Chukwa is an open source data collection system for managing large distributed systems. Chukwa is built on top of the Hadoop Distributed File System (HDFS) and MapReduce framework and inherits Hadoop’s scalability and robustness. It also includes a ﬂexible and powerful toolkit for displaying, monitoring and analyzing results to make the best use of the collected data.
Chukwa uses an end-to-end delivery model that can leverage local on-disk log files for reliability. This approach also eases integration with legacy systems
Use case of Chukwa
- Monitor/debug systems
- Machine learning is getting increasingly good at detecting anomalies automatically.

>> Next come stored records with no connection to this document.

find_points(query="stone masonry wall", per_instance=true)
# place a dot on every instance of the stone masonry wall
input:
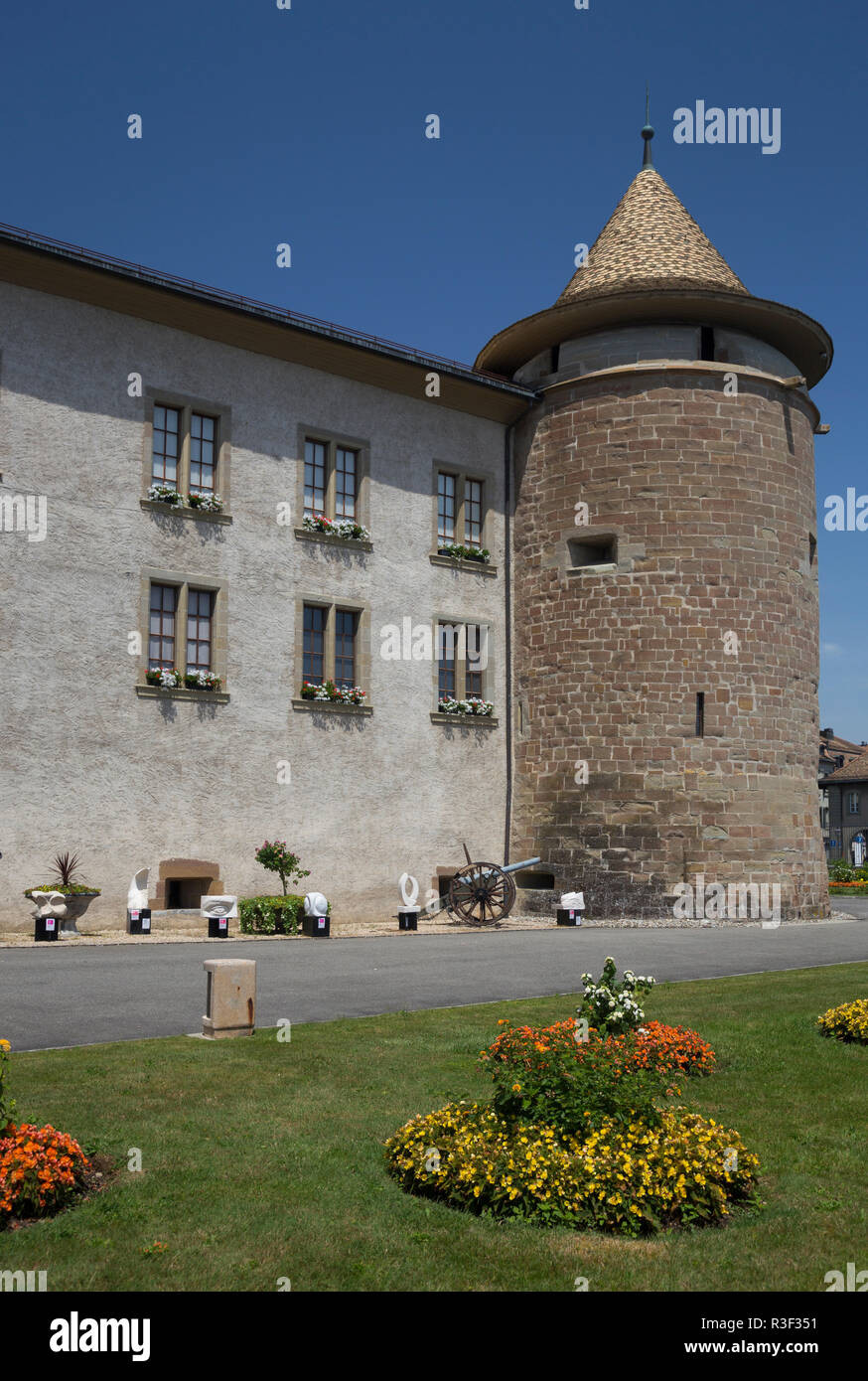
(712, 505)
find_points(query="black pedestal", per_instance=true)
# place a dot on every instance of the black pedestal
(569, 917)
(316, 927)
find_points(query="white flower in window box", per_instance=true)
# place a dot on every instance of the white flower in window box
(163, 677)
(336, 528)
(165, 495)
(472, 704)
(209, 503)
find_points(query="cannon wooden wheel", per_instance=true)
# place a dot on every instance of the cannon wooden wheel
(482, 894)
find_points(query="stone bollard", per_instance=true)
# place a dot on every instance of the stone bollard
(232, 997)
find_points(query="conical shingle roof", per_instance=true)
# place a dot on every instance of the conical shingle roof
(651, 241)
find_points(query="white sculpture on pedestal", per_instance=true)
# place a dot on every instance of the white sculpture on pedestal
(137, 896)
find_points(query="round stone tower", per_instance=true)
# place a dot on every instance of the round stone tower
(665, 647)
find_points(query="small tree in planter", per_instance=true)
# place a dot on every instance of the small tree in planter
(277, 859)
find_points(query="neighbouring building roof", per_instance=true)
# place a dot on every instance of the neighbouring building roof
(651, 241)
(853, 771)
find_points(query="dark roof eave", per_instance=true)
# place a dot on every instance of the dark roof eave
(800, 339)
(255, 311)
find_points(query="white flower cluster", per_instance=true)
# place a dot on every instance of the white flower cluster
(209, 503)
(337, 694)
(474, 704)
(165, 495)
(613, 1005)
(337, 528)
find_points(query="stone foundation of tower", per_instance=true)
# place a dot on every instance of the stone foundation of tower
(701, 507)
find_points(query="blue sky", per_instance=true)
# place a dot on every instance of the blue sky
(307, 126)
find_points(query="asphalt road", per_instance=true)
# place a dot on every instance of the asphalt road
(60, 996)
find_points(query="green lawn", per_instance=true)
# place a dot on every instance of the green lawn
(264, 1158)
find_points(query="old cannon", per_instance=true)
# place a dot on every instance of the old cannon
(484, 894)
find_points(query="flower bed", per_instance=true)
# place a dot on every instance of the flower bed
(328, 690)
(336, 528)
(624, 1179)
(474, 704)
(42, 1170)
(654, 1045)
(581, 1129)
(847, 1022)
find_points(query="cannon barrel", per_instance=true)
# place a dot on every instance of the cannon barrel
(513, 867)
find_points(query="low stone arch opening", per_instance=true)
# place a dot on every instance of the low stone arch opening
(183, 882)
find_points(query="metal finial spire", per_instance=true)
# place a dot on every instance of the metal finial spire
(648, 133)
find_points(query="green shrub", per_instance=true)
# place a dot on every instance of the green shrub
(271, 914)
(840, 871)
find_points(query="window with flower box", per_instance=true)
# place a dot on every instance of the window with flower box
(333, 652)
(187, 631)
(463, 666)
(460, 520)
(162, 627)
(187, 461)
(333, 486)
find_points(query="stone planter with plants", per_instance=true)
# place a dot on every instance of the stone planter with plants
(76, 895)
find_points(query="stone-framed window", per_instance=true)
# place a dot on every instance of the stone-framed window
(185, 622)
(199, 629)
(187, 445)
(162, 627)
(461, 507)
(333, 475)
(463, 659)
(332, 643)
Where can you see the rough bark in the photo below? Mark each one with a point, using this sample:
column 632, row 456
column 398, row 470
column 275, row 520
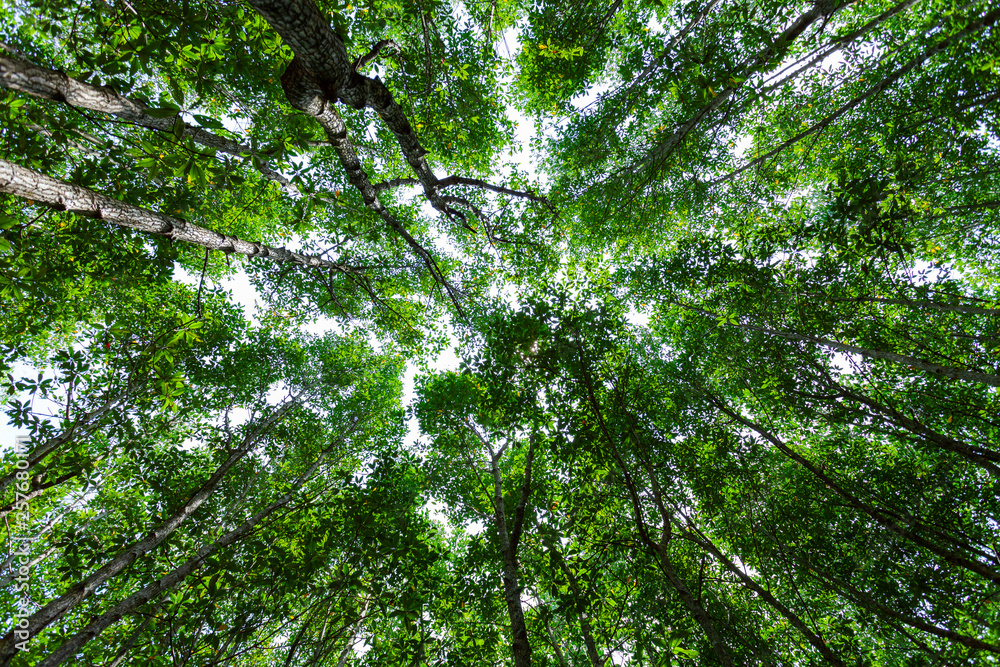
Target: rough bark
column 766, row 55
column 55, row 609
column 914, row 531
column 96, row 626
column 580, row 606
column 56, row 86
column 974, row 26
column 303, row 92
column 81, row 426
column 508, row 549
column 41, row 189
column 793, row 619
column 658, row 550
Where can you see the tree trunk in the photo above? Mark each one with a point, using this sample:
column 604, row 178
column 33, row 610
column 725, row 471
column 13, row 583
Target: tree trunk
column 793, row 619
column 81, row 426
column 913, row 532
column 579, row 606
column 47, row 84
column 508, row 550
column 39, row 188
column 55, row 609
column 73, row 645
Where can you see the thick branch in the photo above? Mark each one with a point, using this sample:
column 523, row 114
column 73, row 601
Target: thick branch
column 47, row 84
column 41, row 189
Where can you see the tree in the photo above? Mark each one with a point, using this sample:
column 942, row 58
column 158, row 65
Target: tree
column 728, row 349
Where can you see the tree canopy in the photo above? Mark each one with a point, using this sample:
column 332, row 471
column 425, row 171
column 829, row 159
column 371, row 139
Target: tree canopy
column 716, row 275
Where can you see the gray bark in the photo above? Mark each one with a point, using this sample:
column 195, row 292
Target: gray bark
column 913, row 530
column 173, row 578
column 39, row 188
column 508, row 549
column 974, row 26
column 56, row 86
column 55, row 609
column 81, row 426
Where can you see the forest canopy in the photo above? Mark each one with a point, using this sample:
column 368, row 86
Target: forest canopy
column 717, row 276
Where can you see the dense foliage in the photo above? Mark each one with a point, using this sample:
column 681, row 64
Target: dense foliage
column 728, row 337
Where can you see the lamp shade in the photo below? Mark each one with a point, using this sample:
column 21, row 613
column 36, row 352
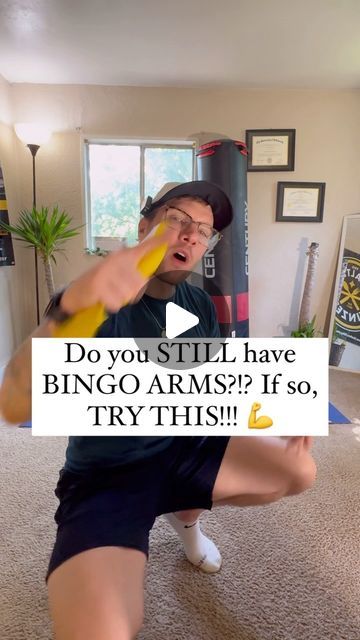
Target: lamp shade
column 33, row 132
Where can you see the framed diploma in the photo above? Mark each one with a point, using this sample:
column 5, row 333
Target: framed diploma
column 271, row 149
column 300, row 201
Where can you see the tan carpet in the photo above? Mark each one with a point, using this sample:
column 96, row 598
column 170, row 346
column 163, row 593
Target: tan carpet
column 291, row 571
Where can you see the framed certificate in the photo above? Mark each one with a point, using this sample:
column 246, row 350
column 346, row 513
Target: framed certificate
column 271, row 149
column 300, row 201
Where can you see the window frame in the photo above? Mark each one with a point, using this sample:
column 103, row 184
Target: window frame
column 143, row 144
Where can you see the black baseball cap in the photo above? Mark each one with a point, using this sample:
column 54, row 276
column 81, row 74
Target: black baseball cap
column 208, row 191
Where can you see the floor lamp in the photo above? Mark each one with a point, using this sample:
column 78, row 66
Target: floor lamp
column 34, row 135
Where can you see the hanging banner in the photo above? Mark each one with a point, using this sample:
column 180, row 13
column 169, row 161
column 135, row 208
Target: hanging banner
column 6, row 247
column 347, row 316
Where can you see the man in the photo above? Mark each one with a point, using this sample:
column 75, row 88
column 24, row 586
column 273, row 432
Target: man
column 112, row 489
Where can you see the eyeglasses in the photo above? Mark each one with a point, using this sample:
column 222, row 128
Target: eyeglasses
column 179, row 220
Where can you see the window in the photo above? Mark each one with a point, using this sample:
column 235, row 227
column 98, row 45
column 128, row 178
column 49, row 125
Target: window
column 117, row 178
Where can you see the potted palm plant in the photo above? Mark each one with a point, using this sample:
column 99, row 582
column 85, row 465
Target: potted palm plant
column 46, row 231
column 306, row 328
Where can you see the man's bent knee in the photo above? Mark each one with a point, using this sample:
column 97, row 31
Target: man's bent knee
column 302, row 475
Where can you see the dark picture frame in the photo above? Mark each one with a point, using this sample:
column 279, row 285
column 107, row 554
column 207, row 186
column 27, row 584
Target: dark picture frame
column 300, row 201
column 270, row 149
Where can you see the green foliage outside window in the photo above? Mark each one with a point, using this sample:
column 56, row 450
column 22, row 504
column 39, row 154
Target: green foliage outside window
column 115, row 184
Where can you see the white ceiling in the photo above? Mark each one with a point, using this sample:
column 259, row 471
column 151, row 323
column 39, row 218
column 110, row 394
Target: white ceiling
column 193, row 43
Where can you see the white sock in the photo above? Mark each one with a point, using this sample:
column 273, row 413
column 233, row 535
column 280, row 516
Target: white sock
column 199, row 549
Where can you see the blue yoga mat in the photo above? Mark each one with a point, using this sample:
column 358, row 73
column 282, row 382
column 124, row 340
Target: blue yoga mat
column 336, row 417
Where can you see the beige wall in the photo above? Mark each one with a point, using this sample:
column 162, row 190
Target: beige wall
column 327, row 150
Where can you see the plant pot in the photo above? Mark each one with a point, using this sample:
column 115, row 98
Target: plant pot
column 336, row 352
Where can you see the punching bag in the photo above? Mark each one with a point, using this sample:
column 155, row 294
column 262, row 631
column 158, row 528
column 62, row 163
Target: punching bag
column 225, row 268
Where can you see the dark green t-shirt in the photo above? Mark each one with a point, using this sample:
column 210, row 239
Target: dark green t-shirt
column 88, row 452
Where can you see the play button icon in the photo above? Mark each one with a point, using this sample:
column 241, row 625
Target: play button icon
column 178, row 320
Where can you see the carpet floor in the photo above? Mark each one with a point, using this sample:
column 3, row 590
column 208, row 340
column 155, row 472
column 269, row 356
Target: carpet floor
column 291, row 570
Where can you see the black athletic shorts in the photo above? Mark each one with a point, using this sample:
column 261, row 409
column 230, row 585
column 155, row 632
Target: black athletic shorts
column 117, row 506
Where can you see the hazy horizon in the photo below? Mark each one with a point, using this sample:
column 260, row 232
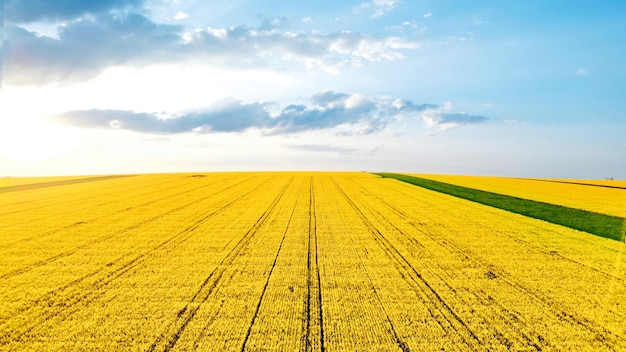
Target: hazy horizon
column 527, row 89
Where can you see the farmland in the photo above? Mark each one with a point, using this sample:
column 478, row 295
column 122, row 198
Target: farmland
column 294, row 261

- Web log analysis is key to many businesses
Why use Chukwa?
Use Chukwa to monitor multiple clusters of several thousand hosts, potentially generating several terabytes of data per day. The goals in designing Chukwa are based on a survey of cluster user’s functional requirements and performance demands. Chukwa is meant to be used by four different (though overlapping) constituencies: Hadoop users, cluster operators, cluster managers, and Hadoop developers.
How does Chukwa work?
Chukwa works by separating collection from processing:
- Adaptors (on each node) output chunks of data, with some minimal metadata.
- Framework uploads data to a small number of collectors, that write to “sink” files in HDFS.
- Periodic MapReduce jobs to organize and analyze collected data
- Dump to structured storage for visualization and ad-hoc querying.